In order to explicitly exhibit the variation feature of LTC as a function of both temperature and atomic number, Figure 3a,c,e shows the calculated κ_l, κ_e, κ as a function of atomic number and Figure 3b,d,f presents the corresponding results as a function of temperature, respectively. The detail values are summarized in Supplementary Tables S1–S5. LTC κ_l changes with the atomic number at both 300 K and 600 K are illustrated in Figure 3a. It is seen that with the increase in atomic number, for 3d–5d TM elements, the variation trend of the LTC at 300 K and 600 K is the same, a trend of slow rising and then slow decline. But it is obvious that the LTC κ_l at 300 K is significantly higher than that at 600 K, in the range of ~5.16 Wm⁻¹K⁻¹. As is shown in Figure 3b, the LTC κ_l is roughly inversely proportional to temperature, consistent with the functional relationship in the literature. As is well known, the LTC mainly comes from the vibration of the atoms in the crystal lattice, and the larger the noise caused by the thermal movement of the atoms, the worse transportation ability the phonon of the metal material is. Compared with the values of one another, it is found that the numerical differences of the LTC κ_l decreases with increasing temperature. It can be found that the LTC κ_l of both defects containing Al-TM_Al and perfect Al supercells decreases sharply with the increase in temperature (0~600 K), and then the deceasing velocity slows down, but the variation range is only about 26.64 Wm⁻¹K⁻¹, far smaller the that of the ETC.

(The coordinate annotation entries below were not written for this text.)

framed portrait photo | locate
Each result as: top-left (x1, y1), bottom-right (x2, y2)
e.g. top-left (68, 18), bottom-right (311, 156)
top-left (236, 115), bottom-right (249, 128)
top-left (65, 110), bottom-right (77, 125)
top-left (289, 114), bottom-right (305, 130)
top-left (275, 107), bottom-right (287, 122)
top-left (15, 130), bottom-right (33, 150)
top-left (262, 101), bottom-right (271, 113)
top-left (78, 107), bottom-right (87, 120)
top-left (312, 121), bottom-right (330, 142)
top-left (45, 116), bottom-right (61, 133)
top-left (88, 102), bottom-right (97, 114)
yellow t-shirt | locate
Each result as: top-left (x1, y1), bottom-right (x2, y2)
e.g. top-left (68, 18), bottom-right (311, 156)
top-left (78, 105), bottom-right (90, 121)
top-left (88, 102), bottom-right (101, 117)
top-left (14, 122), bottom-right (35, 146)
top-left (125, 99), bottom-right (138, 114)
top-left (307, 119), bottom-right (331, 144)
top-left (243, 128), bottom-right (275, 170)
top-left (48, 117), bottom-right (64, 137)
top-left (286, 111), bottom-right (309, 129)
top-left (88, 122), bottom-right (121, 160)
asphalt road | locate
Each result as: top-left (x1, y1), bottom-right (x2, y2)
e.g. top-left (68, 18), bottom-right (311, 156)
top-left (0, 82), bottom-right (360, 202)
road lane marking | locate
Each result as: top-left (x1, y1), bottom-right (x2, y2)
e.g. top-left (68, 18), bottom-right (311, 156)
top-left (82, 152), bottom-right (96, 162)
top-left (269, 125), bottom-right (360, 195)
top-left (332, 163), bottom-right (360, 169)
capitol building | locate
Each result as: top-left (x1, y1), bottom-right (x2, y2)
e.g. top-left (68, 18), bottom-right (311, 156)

Comparing Figure 3c,e, it can be found that the relationship between the ETC κ_e and atomic numbers of TM are related to the position of the atoms in the periodic table. The ETC κ_e of all Al-TM_Al at 300 K and 600 K is nearly the same. For 3d transition elements, the ETC κ_e increases slowly from Sc to Cu, and then jumps to Zn by about 20 Wm⁻¹K⁻¹. Looking at the 4d and 5d TM elements, it is found that the ETC κ_e of Al-TM_Al solid solution is the smallest for Pd and Pt in the group VIII, and thus, with Pd and Pt as nodes, it first slowly decreases and then rapidly increases. In the same way, the total TC κ as a function of temperature and atomic number tends to be basically the same as the function of the ETC κ_e. According to Figure 3d, the calculated value of the ETC κ_e of the Al matrix increases fast from 203.34 Wm⁻¹K⁻¹ at 100 K to 217.81 Wm⁻¹K⁻¹ at 200 K, and then the increasing velocity decreases. On the contrary, the Al-TM_Al solid solutions show a decreasing trend in the temperature range of 100–200 K at first, and then they all show a small variation. Among them, the change in the ETC κ_e and the TC κ of Al-Zn_Al is the closest to that of Al, while the change in Al-Pt_Al is quite different from that of Al. At the same time, due to the small influence of LTC κ_l, the functional relationship between the TC κ and temperature, as is shown in the Figure 3f, is nearly the same as that of ETC κ_e, as illustrated in Figure 3d.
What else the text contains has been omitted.